2. In large bowl, beat 1 1/2 cups brown sugar, the granulated sugar and softened butter with electric mixer on low speed 30 seconds, scraping bowl constantly. Beat on medium speed about 5 minutes, scraping bowl occasionally, until light and fluffy. Beat in eggs, one at a time, beating well after each addition. Add 2 teaspoons vanilla extract. Beat in flour mixture alternately with 3/4 cup milk on low speed until smooth. Pour into pan.

3. Bake 1 hour to 1 hour 10 minutes or until toothpick inserted in center of cake comes out clean. Cool 10 minutes; remove from pan to cooling rack. Cool completely, about 2 hours.

4. Meanwhile, in 2-quart saucepan, heat sauce ingredients except vanilla to boiling over medium heat, stirring constantly; boil and stir 2 minutes. Remove from heat; cool to room temperature. Stir in 1 teaspoon vanilla extract. Serve warm sauce with cake.

High Altitude (3500-6500 ft): Increase flour to 2 1/2 cups; increase milk to 1 cup. Bake 55 to 65 minutes.

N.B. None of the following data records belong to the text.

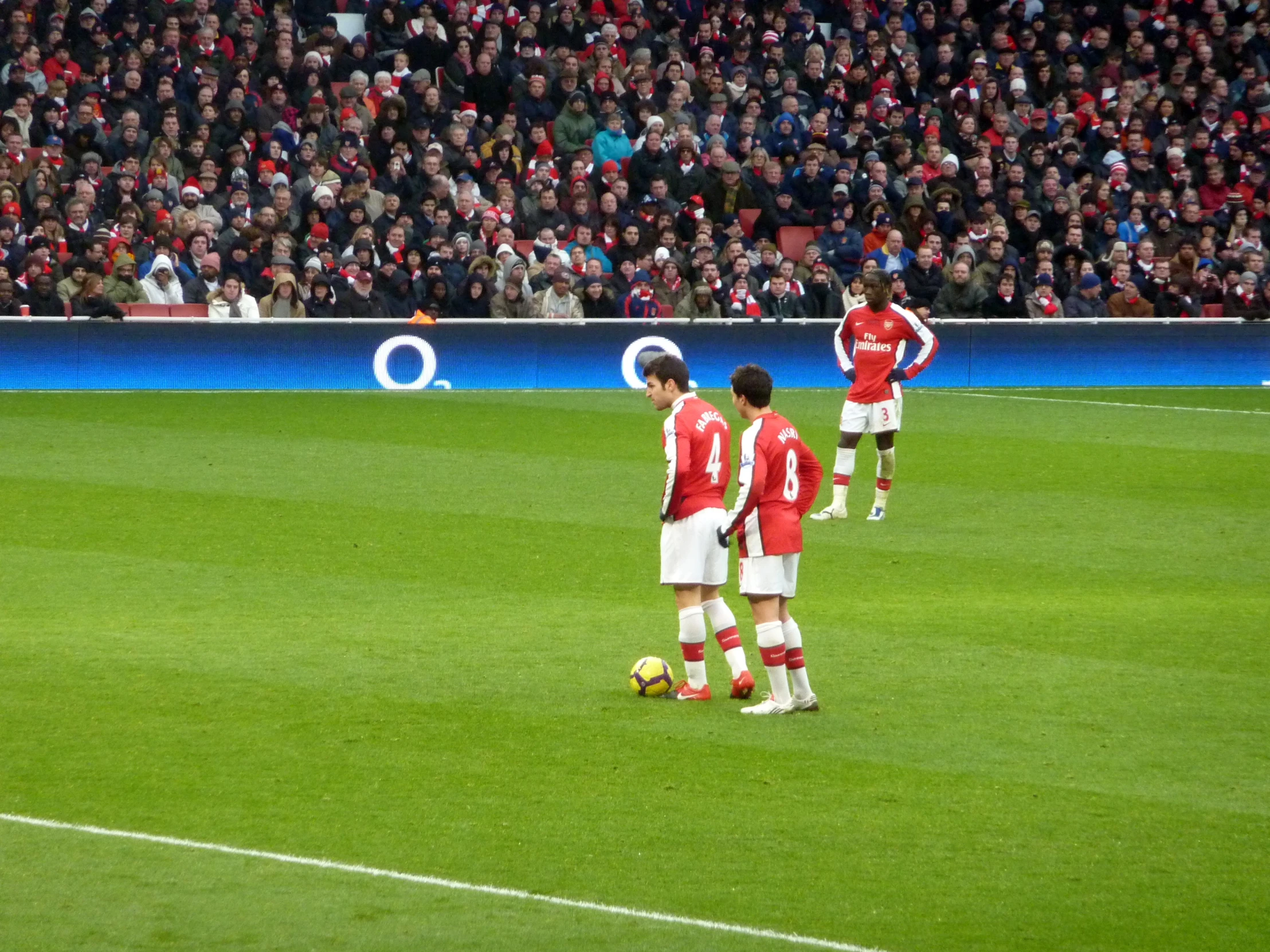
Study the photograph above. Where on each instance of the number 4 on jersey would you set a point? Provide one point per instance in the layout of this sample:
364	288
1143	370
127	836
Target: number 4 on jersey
714	465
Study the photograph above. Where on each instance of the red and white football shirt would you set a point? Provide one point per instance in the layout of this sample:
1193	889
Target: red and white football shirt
697	457
874	344
779	479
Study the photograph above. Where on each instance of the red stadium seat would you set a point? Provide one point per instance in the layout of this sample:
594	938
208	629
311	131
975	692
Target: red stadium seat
793	239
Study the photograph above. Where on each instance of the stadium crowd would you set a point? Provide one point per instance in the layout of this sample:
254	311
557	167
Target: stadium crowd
630	159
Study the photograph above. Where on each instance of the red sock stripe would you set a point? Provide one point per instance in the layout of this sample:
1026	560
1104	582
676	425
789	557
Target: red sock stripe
694	650
728	639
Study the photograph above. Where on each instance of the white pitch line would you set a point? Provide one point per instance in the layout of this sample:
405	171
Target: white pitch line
1091	403
789	937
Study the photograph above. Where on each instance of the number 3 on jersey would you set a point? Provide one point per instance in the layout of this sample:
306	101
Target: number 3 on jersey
791	477
714	465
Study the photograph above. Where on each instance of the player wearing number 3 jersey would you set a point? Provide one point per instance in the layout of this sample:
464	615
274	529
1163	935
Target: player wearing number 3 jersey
779	479
697	467
871	343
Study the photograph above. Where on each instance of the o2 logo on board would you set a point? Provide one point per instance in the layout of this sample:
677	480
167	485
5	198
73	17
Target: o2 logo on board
426	373
643	351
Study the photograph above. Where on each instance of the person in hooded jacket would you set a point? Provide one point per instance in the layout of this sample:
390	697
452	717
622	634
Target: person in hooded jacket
511	304
822	300
44	300
1043	301
285	300
515	272
597	301
122	286
160	285
842	248
1005	301
700	305
93	304
785	137
399	297
472	298
640	304
322	298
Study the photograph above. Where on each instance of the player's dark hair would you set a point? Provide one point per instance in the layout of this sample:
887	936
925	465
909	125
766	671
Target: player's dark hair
667	367
755	384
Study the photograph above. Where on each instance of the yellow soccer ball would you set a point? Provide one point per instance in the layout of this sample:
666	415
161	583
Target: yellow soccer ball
652	677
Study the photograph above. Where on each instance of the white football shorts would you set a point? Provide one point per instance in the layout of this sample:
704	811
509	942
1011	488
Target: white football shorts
769	575
691	554
882	416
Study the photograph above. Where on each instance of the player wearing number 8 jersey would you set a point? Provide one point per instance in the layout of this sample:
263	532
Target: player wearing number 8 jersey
871	343
697	443
779	479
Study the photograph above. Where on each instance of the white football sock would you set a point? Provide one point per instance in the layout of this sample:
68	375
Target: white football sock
885	471
724	624
794	654
771	647
844	465
692	643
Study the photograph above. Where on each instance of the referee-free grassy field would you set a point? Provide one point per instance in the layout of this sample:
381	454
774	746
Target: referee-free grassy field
393	630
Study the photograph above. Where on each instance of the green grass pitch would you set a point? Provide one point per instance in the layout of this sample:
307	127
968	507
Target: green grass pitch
394	630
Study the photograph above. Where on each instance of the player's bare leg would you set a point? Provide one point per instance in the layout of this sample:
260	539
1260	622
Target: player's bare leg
724	624
885	473
844	466
692	644
771	645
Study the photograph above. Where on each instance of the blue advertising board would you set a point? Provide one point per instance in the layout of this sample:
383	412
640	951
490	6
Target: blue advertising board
320	356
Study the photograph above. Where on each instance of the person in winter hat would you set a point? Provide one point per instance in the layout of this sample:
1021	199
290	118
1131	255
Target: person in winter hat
640	304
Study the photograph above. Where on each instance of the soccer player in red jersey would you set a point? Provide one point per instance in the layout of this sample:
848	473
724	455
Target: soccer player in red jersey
779	479
697	467
880	332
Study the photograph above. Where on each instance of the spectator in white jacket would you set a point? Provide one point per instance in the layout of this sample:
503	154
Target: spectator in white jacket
232	302
160	285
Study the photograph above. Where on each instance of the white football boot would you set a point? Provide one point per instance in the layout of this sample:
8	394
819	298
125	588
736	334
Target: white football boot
831	512
769	705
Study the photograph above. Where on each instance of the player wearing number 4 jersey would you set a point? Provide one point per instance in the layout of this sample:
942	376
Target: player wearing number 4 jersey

Nutrition Information: 1 Serving: Calories 470 (Calories from Fat 225); Total Fat 25g (Saturated Fat 15g, Trans Fat ncg); Cholesterol 115mg; Sodium 280mg; Total Carbohydrate 57g (Dietary Fiber 0g, Sugars ncg); Protein 4g

Percent Daily Value*: Vitamin A 18%; Vitamin C 0%; Calcium 6%; Iron 8%

Exchanges: 1 1/2 Starch; 2 1/2 Other Carbohydrate; 0 Vegetable; 4 1/2 Fat Carbohydrate Choices: 4

*Percent Daily Values are based on a 2,000 calorie diet.


Success:
For the best flavor, use butter instead of margarine in this recipe.